- Relator(a)
- Ministro Napoleão Nunes Maia Filho
- Órgão julgador
- Primeira Turma
- Data do julgamento
- 02/06/2015
- Data de publicação
- 19/06/2015
STJ – Acórdão, Rel. Ministro Napoleão Nunes Maia Filho, Primeira Turma, j. 02/06/2015, p. 19/06/2015
AGRAVO REGIMENTAL NO RECURSO ESPECIAL. ART. 105, III, ALÍNEAS A E C, DA CF/88. DIVERGÊNCIA JURISPRUDENCIAL NÃO DEMONSTRADA. FALTA DE COTEJO ANALÍTICO. IMPOSSÍVEL O EXAME DE EVENTUAL VIOLAÇÃO DE DISPOSITIVO DA CONSTITUIÇÃO. COMPETÊNCIA DO STF. TRIBUTÁRIO. É FIRME A ORIENTAÇÃO DE QUE NÃO INCIDE IPI SOBRE A IMPORTAÇÃO DE VEÍCULO POR PESSOA FÍSICA, PARA USO PRÓPRIO, HAJA VISTA QUE SEU FATO GERADOR CONSTITUI OPERAÇÃO DE NATUREZA MERCANTIL OU SIMILAR. PRECEDENTES. RESSALVA DO PONTO DE VISTA DO RELATOR. PARECER DO MPF PELO PROVIMENTO DO RECURSO ESPECIAL. AGRAVO REGIMENTAL DESPROVIDO. 1. Trata-se, na origem, de Mandado de Segurança em que se objetiva afastar a incidência de IPI sobre a operação de importação, por pessoa física, de veículo automotor para uso próprio. 2. Não é possível conhecer o Recurso Especial fundado em divergência jurisprudencial, uma vez não demonstrada, tendo em vista a ausência do necessário cotejo analítico entre o acórdão recorrido e os paradigmas colacionados, e, portanto, da exposição da eventual similitude dos suportes fáticos e jurídicos das conclusões divergentes neles assumidas.

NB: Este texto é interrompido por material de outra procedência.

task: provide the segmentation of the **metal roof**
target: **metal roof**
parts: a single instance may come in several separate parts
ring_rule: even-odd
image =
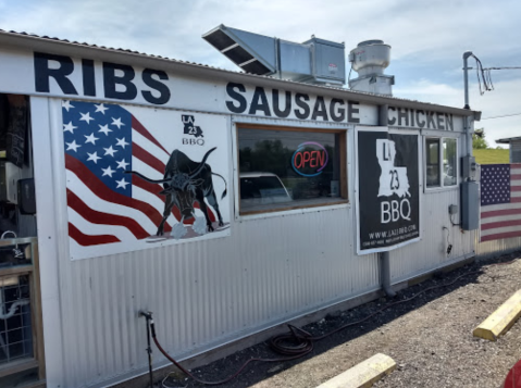
[[[243,83],[255,83],[256,85],[264,85],[271,87],[286,87],[296,91],[308,92],[327,92],[328,96],[358,100],[360,102],[368,102],[372,104],[392,104],[397,108],[422,109],[430,111],[438,111],[445,113],[454,113],[462,116],[474,116],[475,121],[480,121],[481,112],[466,110],[463,108],[454,108],[447,105],[439,105],[430,102],[421,102],[417,100],[408,100],[397,97],[381,96],[363,91],[353,91],[345,88],[323,85],[311,85],[294,80],[280,79],[265,75],[255,75],[243,72],[235,72],[224,68],[200,64],[195,62],[179,61],[161,55],[147,54],[129,49],[115,49],[104,46],[97,46],[87,42],[70,41],[67,39],[60,39],[49,36],[39,36],[36,34],[17,33],[13,30],[0,29],[0,45],[5,43],[15,46],[17,48],[26,49],[46,49],[48,52],[82,57],[88,55],[90,59],[112,60],[112,61],[128,61],[132,57],[133,63],[144,66],[153,66],[157,68],[174,71],[178,74],[200,76],[206,78],[227,79]]]
[[[521,140],[521,136],[518,137],[506,137],[505,139],[494,140],[500,145],[509,145],[511,141]]]

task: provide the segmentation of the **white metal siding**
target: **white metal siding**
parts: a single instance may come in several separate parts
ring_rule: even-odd
[[[422,145],[425,136],[458,137],[459,157],[466,152],[463,134],[423,130],[420,137]],[[424,174],[424,150],[422,147],[421,165]],[[459,163],[459,161],[458,161]],[[422,174],[422,175],[423,175]],[[423,179],[423,177],[422,177]],[[421,179],[421,180],[422,180]],[[475,231],[461,231],[458,225],[452,225],[448,213],[451,204],[460,206],[460,186],[443,189],[423,189],[420,192],[421,200],[421,241],[405,246],[390,251],[390,277],[396,284],[407,280],[436,268],[456,263],[471,256],[474,251]],[[452,222],[459,224],[460,214],[452,216]],[[447,229],[444,229],[446,227]],[[448,245],[452,246],[450,254],[447,254]]]
[[[460,231],[448,214],[450,204],[459,204],[459,186],[443,191],[425,192],[422,198],[422,239],[390,251],[393,283],[406,280],[425,272],[463,260],[473,252],[474,231]],[[459,223],[459,215],[452,216]],[[443,229],[443,227],[447,229]],[[447,240],[448,238],[448,240]],[[452,245],[447,254],[448,243]]]
[[[521,163],[521,140],[510,141],[510,163]]]
[[[154,313],[159,339],[183,359],[380,288],[377,254],[356,255],[355,165],[349,161],[351,204],[232,218],[231,237],[71,261],[60,101],[37,100],[41,107],[34,120],[50,122],[38,127],[50,158],[40,149],[35,168],[45,177],[37,178],[42,266],[51,265],[42,270],[49,387],[101,387],[145,372],[140,310]],[[448,217],[459,189],[427,192],[421,203],[422,240],[390,252],[395,283],[472,252],[473,234],[461,234]],[[450,256],[443,226],[450,230]],[[57,336],[57,342],[49,341]],[[164,359],[157,354],[154,363],[163,365]]]
[[[71,261],[60,101],[49,107],[52,158],[39,171],[52,174],[39,187],[57,208],[39,203],[38,233],[47,239],[46,220],[55,220],[46,243],[54,241],[54,253],[48,251],[58,270],[46,279],[58,277],[59,295],[51,299],[60,311],[45,324],[59,324],[62,340],[49,345],[55,370],[49,387],[104,386],[145,372],[140,310],[154,313],[164,347],[186,358],[380,287],[377,255],[355,255],[348,204],[232,220],[232,237]],[[154,358],[156,365],[163,361]]]
[[[184,358],[377,288],[377,259],[353,256],[350,220],[349,209],[320,211],[237,223],[230,238],[61,258],[65,386],[146,365],[141,309]]]

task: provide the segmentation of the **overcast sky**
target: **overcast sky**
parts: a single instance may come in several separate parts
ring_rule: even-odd
[[[311,35],[344,41],[346,54],[383,39],[395,97],[461,108],[462,53],[471,50],[484,67],[521,66],[520,16],[519,0],[0,0],[0,29],[228,70],[238,67],[201,39],[220,24],[297,42]],[[521,113],[521,70],[492,77],[495,90],[480,96],[471,71],[471,108],[483,118]],[[495,147],[494,139],[521,136],[521,114],[476,127]]]

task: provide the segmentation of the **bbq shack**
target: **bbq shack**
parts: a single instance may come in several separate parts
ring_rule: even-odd
[[[477,112],[393,97],[381,40],[203,39],[239,71],[0,32],[0,385],[146,375],[141,312],[194,361],[475,255]]]

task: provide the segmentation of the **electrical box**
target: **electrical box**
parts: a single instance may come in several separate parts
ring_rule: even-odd
[[[461,176],[463,179],[473,178],[476,167],[474,157],[467,155],[461,158]]]
[[[480,227],[480,185],[476,182],[461,184],[461,228],[475,230]]]
[[[450,215],[454,215],[454,214],[458,214],[458,205],[457,204],[451,204],[448,206],[448,214]]]
[[[16,183],[22,177],[22,168],[11,162],[0,162],[0,201],[18,203]]]
[[[36,214],[35,179],[17,182],[17,200],[21,214]]]

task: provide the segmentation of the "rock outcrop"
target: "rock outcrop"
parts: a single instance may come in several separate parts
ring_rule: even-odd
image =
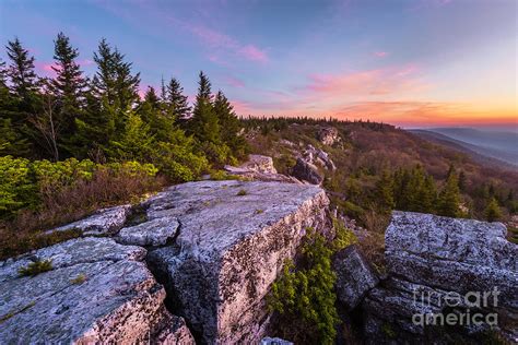
[[[248,160],[239,167],[263,174],[276,174],[273,159],[269,156],[248,155]]]
[[[391,328],[398,338],[439,341],[427,314],[480,313],[485,322],[446,325],[469,337],[497,318],[496,330],[518,340],[518,246],[506,240],[503,224],[395,212],[385,238],[389,278],[364,302],[367,335],[386,337]]]
[[[334,127],[326,127],[317,132],[317,139],[325,145],[333,145],[340,141],[340,134]]]
[[[0,340],[35,343],[192,344],[165,289],[142,262],[145,249],[108,238],[80,238],[0,262]],[[52,269],[34,277],[33,261]]]
[[[337,166],[334,162],[329,157],[329,154],[321,148],[316,148],[313,145],[307,145],[306,150],[304,151],[304,159],[313,165],[320,165],[321,167],[328,170],[335,170]]]
[[[207,343],[258,343],[269,321],[264,297],[308,227],[323,231],[320,188],[208,181],[172,187],[148,202],[148,218],[177,218],[174,246],[148,261],[174,312]]]
[[[296,178],[278,174],[273,159],[269,156],[249,155],[238,167],[225,165],[225,171],[247,181],[301,183]]]
[[[130,213],[131,205],[102,209],[90,217],[48,230],[47,233],[79,229],[85,236],[110,235],[117,233],[125,225]]]
[[[292,175],[311,185],[320,185],[323,181],[323,177],[318,172],[318,168],[303,158],[297,158],[297,163],[292,169]]]
[[[337,298],[348,310],[356,308],[379,279],[356,246],[339,251],[332,261]]]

Nesse sentido: AgRg no REsp. 1.233.908/RJ, Rel. Min. BENEDITO GONÇALVES, DJe 23.11.2011. 3. Outrossim, saliente-se que, ainda que para fins de prequestionamento, a análise de eventual violação a dispositivo constitucional compete ao Supremo Tribunal Federal, nos termos do art. 102, III, da Constituição da República. Nesse sentido: AgRg no REsp. 1.362.436/RS, Rel. Min. SÉRGIO KUKINA, DJe 25.6.2013. 4. É firme a orientação de que não incide IPI sobre a importação de veículo por pessoa física, para uso próprio, haja vista que o fato gerador desse tributo constitui-se em operação de natureza mercantil ou assemelhada, inocorrente na espécie, e, ainda, por aplicação do princípio da não cumulatividade. Veja-se: REsp. 1.396.488/SC, Rel. Min. HUMBERTO MARTINS, DJe 17.3.2015, representativo da controvérsia. Ressalva do ponto de vista do Relator. 5. Agravo Regimental da FAZENDA NACIONAL desprovido. (AgRg no REsp n. 1.402.145/SC, relator Ministro Napoleão Nunes Maia Filho, Primeira Turma, julgado em 2/6/2015, DJe de 19/6/2015.)